Have thought about timing of whipping, and looked a little bit at the maths of 1 population = x shields. I need to do a bit more though, it doesn't seem to be a completely linear case of 1 pop is always x shields, so 2 pop is 2x, etc.
Seems that in order to get cash, you need the shield overflow to be bigger than the shields for whatever you are building, which is doable either on small builds like warriors, or via chopping. i.e. you have a library at 120/135 (all numbers pulled from butt, as per normal) shields. So to whip it up to 135, it takes 1 pop, that gives you 80 shields, so there's 65 overflow. Before the whip though, you chop a forest for 90 more shields. They don't appear until the next turn, so you can still whip, and now the overflow is 155 shields, bigger than the 135 of the library. So you'll get some cash, instead of all the overflow going to shields. At least, that is my first impression of the mechanic. Need to do some more research.

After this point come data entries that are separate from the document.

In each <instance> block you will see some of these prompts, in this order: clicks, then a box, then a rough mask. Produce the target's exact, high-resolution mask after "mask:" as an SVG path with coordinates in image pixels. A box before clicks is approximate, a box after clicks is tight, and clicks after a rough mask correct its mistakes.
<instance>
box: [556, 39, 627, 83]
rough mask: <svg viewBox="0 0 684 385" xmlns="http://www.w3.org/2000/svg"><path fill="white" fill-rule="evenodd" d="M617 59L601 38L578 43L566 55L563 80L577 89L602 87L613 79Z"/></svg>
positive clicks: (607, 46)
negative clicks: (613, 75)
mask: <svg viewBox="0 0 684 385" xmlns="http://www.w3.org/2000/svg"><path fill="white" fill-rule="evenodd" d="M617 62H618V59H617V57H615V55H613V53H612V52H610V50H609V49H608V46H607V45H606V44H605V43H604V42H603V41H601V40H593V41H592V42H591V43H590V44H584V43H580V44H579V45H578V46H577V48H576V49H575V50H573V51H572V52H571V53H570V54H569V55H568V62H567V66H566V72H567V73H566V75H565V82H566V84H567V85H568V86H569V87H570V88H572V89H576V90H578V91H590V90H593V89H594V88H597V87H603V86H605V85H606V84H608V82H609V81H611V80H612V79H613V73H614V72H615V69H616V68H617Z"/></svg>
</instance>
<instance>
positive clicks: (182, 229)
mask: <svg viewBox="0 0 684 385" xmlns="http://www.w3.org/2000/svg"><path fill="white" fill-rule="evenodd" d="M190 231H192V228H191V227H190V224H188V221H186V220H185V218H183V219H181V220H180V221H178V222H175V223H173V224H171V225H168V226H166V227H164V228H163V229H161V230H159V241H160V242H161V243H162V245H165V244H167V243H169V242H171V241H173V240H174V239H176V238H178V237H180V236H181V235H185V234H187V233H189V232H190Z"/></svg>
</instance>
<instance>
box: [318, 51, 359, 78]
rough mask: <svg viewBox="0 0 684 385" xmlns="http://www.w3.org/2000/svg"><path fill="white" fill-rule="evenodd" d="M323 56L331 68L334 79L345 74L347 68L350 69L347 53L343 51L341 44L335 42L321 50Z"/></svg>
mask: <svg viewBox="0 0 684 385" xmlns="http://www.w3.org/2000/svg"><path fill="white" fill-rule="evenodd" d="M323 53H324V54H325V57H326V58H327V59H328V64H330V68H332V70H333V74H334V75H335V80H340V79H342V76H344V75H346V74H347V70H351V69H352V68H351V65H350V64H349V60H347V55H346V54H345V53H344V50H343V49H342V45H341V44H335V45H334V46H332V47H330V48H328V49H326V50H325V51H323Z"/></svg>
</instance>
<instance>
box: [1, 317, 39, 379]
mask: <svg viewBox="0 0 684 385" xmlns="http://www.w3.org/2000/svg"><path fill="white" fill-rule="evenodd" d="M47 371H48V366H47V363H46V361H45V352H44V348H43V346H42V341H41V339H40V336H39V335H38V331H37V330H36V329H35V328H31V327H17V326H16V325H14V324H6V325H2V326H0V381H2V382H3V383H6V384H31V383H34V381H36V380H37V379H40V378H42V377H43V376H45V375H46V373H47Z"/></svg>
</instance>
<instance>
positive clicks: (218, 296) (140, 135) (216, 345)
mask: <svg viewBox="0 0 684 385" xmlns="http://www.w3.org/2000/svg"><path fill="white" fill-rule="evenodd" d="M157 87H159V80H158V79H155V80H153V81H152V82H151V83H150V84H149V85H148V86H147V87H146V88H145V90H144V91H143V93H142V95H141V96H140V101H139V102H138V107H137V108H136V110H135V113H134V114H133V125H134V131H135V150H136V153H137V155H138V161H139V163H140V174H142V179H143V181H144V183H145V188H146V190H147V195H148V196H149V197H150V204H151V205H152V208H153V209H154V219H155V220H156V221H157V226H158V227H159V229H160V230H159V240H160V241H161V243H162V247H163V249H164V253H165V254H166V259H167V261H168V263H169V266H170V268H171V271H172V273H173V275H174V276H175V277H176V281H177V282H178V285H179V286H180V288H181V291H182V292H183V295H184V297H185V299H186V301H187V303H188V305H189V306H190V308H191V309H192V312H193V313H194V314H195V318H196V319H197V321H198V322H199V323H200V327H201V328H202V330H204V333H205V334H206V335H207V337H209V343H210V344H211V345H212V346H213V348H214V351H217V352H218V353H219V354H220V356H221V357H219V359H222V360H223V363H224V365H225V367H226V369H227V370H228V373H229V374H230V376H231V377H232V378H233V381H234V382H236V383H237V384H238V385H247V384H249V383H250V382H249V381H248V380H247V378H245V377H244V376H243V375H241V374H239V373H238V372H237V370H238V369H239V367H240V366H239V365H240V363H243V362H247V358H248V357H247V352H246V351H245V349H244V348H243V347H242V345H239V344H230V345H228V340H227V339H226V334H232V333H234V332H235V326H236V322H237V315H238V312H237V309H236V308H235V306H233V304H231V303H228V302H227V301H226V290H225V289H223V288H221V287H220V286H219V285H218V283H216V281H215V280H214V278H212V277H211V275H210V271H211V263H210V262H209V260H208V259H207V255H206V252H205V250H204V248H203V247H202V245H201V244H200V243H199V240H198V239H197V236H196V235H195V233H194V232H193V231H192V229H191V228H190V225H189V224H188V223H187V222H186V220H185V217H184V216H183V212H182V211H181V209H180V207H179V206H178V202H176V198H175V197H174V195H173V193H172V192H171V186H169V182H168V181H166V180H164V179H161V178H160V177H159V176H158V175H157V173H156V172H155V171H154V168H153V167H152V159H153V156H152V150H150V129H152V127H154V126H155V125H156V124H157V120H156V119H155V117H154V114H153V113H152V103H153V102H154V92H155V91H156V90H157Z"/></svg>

As for when to whip, in the absence of other considerations, it seems there will always be the most benefit from whipping on the last turn before completing the build. Say you're size 7, 10 turns from finishing something. You whip, then you spend 10 turns at size 6 working on the next something. Or you wait 9 turns at size 7, then you whip, and spend 1 turn at size 6 working on the next something. You get the same shields from the whip either way, but you've got 9 more turns of an extra citizen to work a tile.
Of course, other considerations make a big difference. i.e. whip earlier means 9 more turns of benefit from the thing you whipped. It means unhappiness drops again 9 turns earlier. It means you can whip something else straight away. Plus there's no point staying at size 7 if you have an unhappy citizen, or lots of unimproved tiles to work, because then the production of that 7th citizen doesn't actually make up for the cost of feeding them. So you want to whip earlier.